The characters understand one another, presumably because they’re beyond mere language and, in any event, they sometimes communicate telepathically. At first, the fact that they can speak to one another comes across as an inventive flourish, but like so much in “Ghost in the Shell” — the toddling geishas, the Asian extras — it helps to reduce an entire culture to a decorative detail. The movie has been widely criticized for casting Ms. Johansson in a role that was, of course, originally Japanese, a decision that isn’t offset by an absurd narrative twist that seems to have been created to forestall criticism but will only provoke further ire. This isn’t just appropriation; it’s obliteration.

Rolling Stone’s David Fear

In the end, you get Johansson spinning her wheels in a stock hero’s-journey story that feels stripped for exotic spare parts. The secret-sharer sense you got from watching the original, the idea that you had come across a low-frequency transmission that felt subversive yet familiar enough to strike a chord, has been surgically removed. All that’s left is big-budget cybersploitation scrubbed for a global audience, a machine designed to collect money. Who stole the soul? For a movie steeped in aspects of the singularity, there’s nothing very singular about this Ghost in the Shell at all.

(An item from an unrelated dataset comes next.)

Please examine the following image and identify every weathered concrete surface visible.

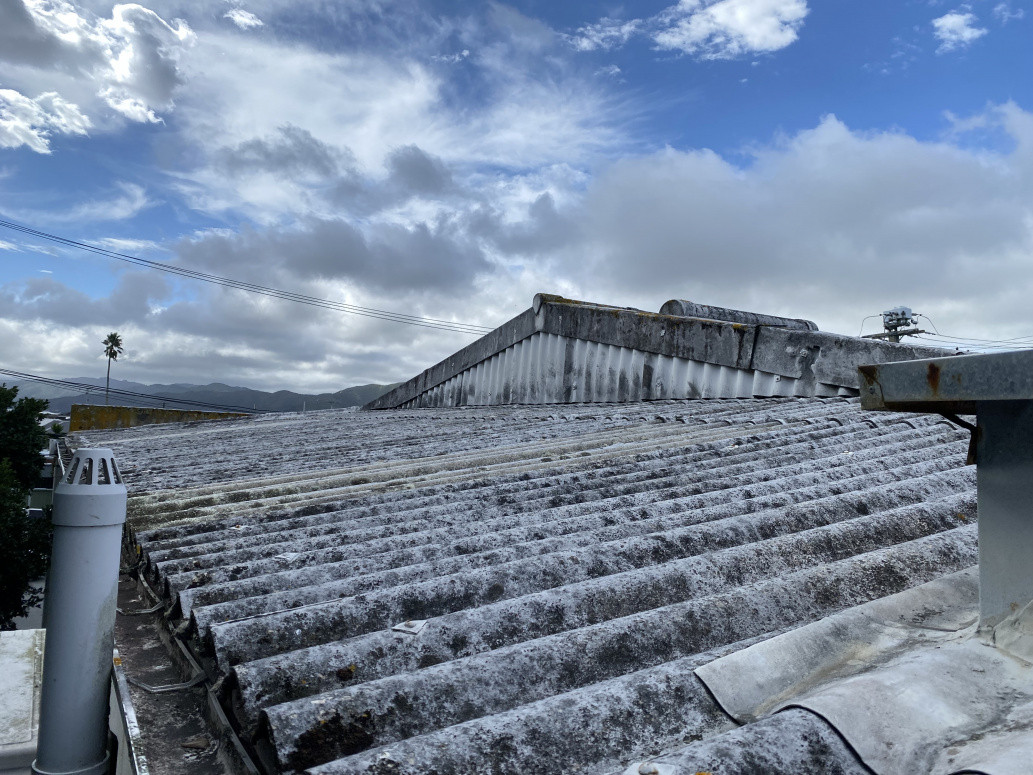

The Hollywood Reporter’s Jordan Mintzer


The original film managed to be both violent and philosophical, putting the viewer in an uneasy place and pushing us to ponder the future of humanity in an increasingly computerized world — a world that would have a huge influence on the Wachowskis’ magnum opus, all the way down to the cable ports in the back of each character’s head. Here we get a taste of that ambiance, but it feels more like a backdrop than the crux of the story, which boils down to yet another good vs. evil scenario where no mystery is left unsolved and conflicts are tied up in an all-too Hollywood way.

The Guardian’s Peter Bradshaw

It is a spectacular movie, watchable in its way, but one which – quite apart from the “whitewashing” debate – sacrifices that aspect from the original which over 20 years has won it its hardcore of fans: the opaque cult mystery, which this film is determined to solve and to develop into a resolution, closed yet franchisable. It has been standardised and westernised with hardly any actual Japanese characters left in it, and effectively reimagined as a superhero origin myth, with tropes derived from the existing templates laid down by Metropolis, Robocop, Blade Runner and Total Recall. The film incidentally makes some play with rudimentary Hawking-style robot voices. There are some stately cameos from Juliette Binoche and Takeshi Kitano.

Forbes’s Scott Mendelson

The most impressive thing about Ghost in the Shell is how quiet it is. Like Scarlett Johansson’s Lucy, this is another case of a hard sci-fi thriller/drama being sold as a slam-bang action movie. And yes, you do get sequences of Johansson’s major kicking butt and shooting folks, but it’s more about periodic bouts of quick violence than sustained action. The film doesn’t really become a conventional blockbuster until basically the brief action climax. Like the 1995 animated film on which it is based (I cannot speak to the literary source material), it is a meditative and almost soft-spoken meditation on how much humanity remains when our physical parts are no longer ours or even organic.